Demokrasi Indonesia sedang diuji hebat dengan noise
dari semua komponen masyarakat. Atas nama kebebasan berpendapat atau
demo yang dijamin dan dilindungi Undang-Undang, seakan-akan semua boleh
dilegalkan. Sadis dan kejam ! agama ikut-ikutan dijadikan tameng
pembenaran atas khayalan.
Adalah kealpaan yang akut para wakil
rakyat pembuat UU yang “hobi” membuat pasal karet dan multi tafsir, maka
lengkap sudah kegaduhan yang ada.
Kita tidak boleh dan bisa menyalahkan
perkembangan teknologi digital, karena apapun wujud dan canggihnya,
selalu akan memiliki dua sisi yang sama tajamnya. Masyarakat Indonesia
sepertinya masih “gagap” dalam mengejawantahkan dari niat baik sang
inventor. So jangan salahkan facebook, twitter, wa, instagram atau aplikasi lainnya.

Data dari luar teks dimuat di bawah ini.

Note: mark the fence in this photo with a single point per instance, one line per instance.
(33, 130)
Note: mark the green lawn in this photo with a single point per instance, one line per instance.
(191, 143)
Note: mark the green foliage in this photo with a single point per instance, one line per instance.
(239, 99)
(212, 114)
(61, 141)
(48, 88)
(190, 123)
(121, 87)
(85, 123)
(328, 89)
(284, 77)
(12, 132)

Pilkada DKI kali ini, kegaduhannya sudah
dalam taraf yang sangat akut stadium IV, terlampau banyak kepentingan
yang ikut menungganginya. Sampai-sampai, siapa menunggangi siapa, tidak
jelas terlalu absurb. Kepentingan politik selalu akan menarik sepanjang
jaman, dengan slogan politik adalah pilar demokrasi.

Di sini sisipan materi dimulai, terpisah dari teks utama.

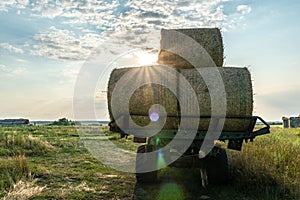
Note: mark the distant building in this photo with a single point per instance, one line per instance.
(293, 122)
(14, 122)
(286, 123)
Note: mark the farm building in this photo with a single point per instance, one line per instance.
(292, 122)
(14, 122)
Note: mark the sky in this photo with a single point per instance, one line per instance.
(44, 45)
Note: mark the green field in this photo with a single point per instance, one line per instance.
(48, 162)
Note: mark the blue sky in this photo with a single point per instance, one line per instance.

Kesadisan dan kebengisan yang paling
mengerikan adalah saat politik berbaur dengan kepentingan ekonomi, lalu
disusupi dengan pembenaran agama. Batasan yang muncul menjadi semakin
tipis dan rapuh, tetapi tajam menusuk kepada jiwa dan nurani individu
yang berseberangan paham.
Awalnya FPI dan garis keras lainnya,
muncul hanya sebagai jawaban atas penghayatan pribadi beberapa ulama
yang tidak mendapatkan panggung, seolah-olah membenarkan bahwa mereka
adalah korban (victim) dari kekuasaan. Khayalan-khayalan perlahan
dibangun atas dasar ayat-ayat yang secara konteks dijabarkan dalam
bahasa keseharian dengan sangat dangkalnya pemahamannya.
Penulis setuju dengan kesimpulan dari
seorang Dafid Fuadi yang berhasil menyimpulkan salah satu bentuk
propaganda atas kepentingan sesaat yang sangat naïf ini. Hal ini hanya
akan memperlihatkan kekurangpahaman atas keyakinannya.
Lihat saja bagaimana kaum dangkal yang
ingin memaksakan konsep wahhabi secara terstruktur, mulai menyerang dan
begitu mudahnya menghakimi.
- Pertama stempel kata “musyrik”, “kafir”, “zindig”, “ahli bi’dah” dan “khurafat”.
- Tahap ke-2 menjadi kata “syiah”, “liberal”
- Tahap ke-3 menjadi “munafik”
- Tahap ke-4 menjadi kata “komunis”, “PKI”
- Tahap akhir apabila belum mempan juga akan memakai peran sebagai korban terzalimi, “playing victim”
Contoh kecil bagaimana agama mulai diterjemahkan dalam konteks kepentingan politik.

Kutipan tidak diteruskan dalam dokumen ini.